Par extension : les marqueurs “hormonaux”

Les seuls marqueurs circulants connus et dosés chez le chien sont des marqueurs qui sont aussi des hormones. En médecine humaine, ces molécules ne sont pas classées comme des marqueurs car leur rôle principal est leur fonction hormonale. Cependant, par extension, elles peuvent, dans certains cas très précis (et malheureusement restreints), être utilisées comme marqueurs tumoraux.

Les hormones peuvent être dosées avec des trousses de dosage humaine pour deux raisons : ce sont de petites molécules et leur structure est conservée dans les différentes espèces.

L’hypothèse est émise qu’une molécule qui a un rôle important au sein de l’organisme (comme une hormone) est conservée au cours de l’évolution. La parenté de structure de molécules comme l’insuline, par exemple, est connue dans les différentes espèces. Il est donc possible de doser des hormones canines avec des trousses de dosage humaines.

Les hormones dosées en médecine vétérinaire avec des kits humains de dosage disponibles en France sont :

- l’ACTH : marqueur des tumeurs hypophysaires corticotropes ;

- la parathormone (PTH) : marqueur des adénomes parathyroïdiens sécrétants ;

- l’insuline : marqueur des insulinomes ;

- la gastrine : marqueur des gastrinomes ;

- le glucagon : marqueur des glucagonomes (il n’est plus disponible en France) ;

- la PTHrP : marqueur de l’hypercalcémie maligne rencontrée dans les lymphomes, certains adénocarcinomes et carcinomes mammaires et thyroïdiens (dosage aux États-Unis uniquement).

Ces hormones sont dosables avec des kits humains en raison également de leur petite taille : enchaînement d’un petit nombre d’acides aminés (AA), donc moins de degré de liberté possible pour les structures spatiales de la protéine, d’où une parenté de structure plus facilement conservée d’une espèce à l’autre.

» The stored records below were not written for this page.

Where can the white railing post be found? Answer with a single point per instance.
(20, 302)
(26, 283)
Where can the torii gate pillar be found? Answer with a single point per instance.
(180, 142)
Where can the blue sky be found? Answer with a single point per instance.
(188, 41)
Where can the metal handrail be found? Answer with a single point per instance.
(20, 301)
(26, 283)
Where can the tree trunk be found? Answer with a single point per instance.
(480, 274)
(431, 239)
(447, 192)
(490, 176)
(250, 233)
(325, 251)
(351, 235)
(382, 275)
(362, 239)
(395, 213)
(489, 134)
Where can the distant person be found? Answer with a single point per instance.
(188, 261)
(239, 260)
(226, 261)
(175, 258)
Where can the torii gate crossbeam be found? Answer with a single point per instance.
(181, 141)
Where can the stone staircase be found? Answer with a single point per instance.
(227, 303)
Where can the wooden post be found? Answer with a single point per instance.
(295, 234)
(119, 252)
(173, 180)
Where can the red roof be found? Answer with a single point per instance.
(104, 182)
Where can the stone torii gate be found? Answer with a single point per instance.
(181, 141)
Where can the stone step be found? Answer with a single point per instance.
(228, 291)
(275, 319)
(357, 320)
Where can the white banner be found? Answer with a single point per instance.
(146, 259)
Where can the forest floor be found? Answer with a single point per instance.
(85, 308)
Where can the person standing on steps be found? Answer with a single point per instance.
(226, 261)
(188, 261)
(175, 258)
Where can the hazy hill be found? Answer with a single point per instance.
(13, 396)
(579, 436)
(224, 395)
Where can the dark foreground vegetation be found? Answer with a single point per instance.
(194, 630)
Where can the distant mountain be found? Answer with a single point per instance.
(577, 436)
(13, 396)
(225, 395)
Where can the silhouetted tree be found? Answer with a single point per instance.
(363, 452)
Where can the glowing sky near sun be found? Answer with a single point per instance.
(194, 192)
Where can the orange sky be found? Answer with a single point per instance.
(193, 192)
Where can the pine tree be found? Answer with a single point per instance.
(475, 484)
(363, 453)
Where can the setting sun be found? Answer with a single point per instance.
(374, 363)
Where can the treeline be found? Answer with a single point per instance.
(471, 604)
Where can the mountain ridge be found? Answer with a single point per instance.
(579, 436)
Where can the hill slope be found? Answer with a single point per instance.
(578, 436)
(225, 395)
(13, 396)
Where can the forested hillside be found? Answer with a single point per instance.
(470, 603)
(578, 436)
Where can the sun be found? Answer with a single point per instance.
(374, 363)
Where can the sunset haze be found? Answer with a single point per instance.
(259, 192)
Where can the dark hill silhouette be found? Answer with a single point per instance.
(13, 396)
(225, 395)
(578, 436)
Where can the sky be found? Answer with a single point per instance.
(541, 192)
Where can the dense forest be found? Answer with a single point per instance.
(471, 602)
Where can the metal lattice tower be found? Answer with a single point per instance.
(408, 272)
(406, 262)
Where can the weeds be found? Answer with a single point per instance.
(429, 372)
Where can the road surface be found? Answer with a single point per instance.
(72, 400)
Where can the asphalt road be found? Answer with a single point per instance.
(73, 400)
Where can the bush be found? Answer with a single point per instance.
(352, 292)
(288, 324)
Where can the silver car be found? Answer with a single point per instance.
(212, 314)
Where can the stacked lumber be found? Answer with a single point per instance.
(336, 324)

L’ACTH compte 39 AA, la PTH 84 AA, l’insuline 51 AA (pour un poids moléculaire de 5 700 Da), alors que les marqueurs non hormonaux sont de plus grosses molécules : l’AFP compte 590 AA, le PSA 237 AA ; l’ACE a un poids moléculaire de 180 000 Da et les CA de 200 000 à 1 000 000 Da.

Les perspectives d’avenir dans ce domaine sont l’isolement et la purification des antigènes canins utilisables comme marqueurs tumoraux ou séquençage des sites antigéniques intéressants. Ces méthodes nécessitent une sérothèque canine représentative et la mise en œuvre de moyens financiers. Il est à souhaiter que l’industrie pharmaceutique soit convaincue de l’existence d’un marché réel de la cancérologie canine (chimiothérapie vétérinaire) et de l’intérêt de parrainer le développement de ces nouvelles méthodes de diagnostic biologique.

Historique

Le premier marqueur décrit est une protéine urinaire découverte par Bence Jones dans les urines de patients atteints de myélome en 1848. Depuis, plus de 5 000 marqueurs ont été décrits, en étroite liaison avec les progrès des technologies de dosage [10].

La première étape technologique a été la radio-immunologie. Ces dosages utilisent la compétition entre deux anticorps polyclonaux pour doser le marqueur tumoral (antigène) (voir la FIGURE “Méthode de radio-immunologie”). Cette méthode a permis le dosage de l’alphafœtoprotéine (AFP) lors de cancer du foie, de l’antigène carcino-embryonnaire (ACE) lors de cancer du côlon, et de l’antigène spécifique de la prostate (PSA) lors de cancer prostatique.

La seconde étape a été l’avènement des anticorps monoclonaux qui, dans les années 1970, a permis le dosage des carbohydrates antigènes (CA) (voir la FIGURE “Méthode IRMA utilisant des anticorps monoclonaux”) : par exemple, le CA 15-3, classiquement dosé lors de cancer du sein chez la femme.

En médecine humaine, l’utilisation d’anticorps monoclonaux de spécificité de plus en plus étroite est un handicap pour leur extrapolation à la médecine vétérinaire. Les anticorps utilisés n’admettent en effet aucune réaction croisée interspécifique et sont donc inutilisables en médecine vétérinaire.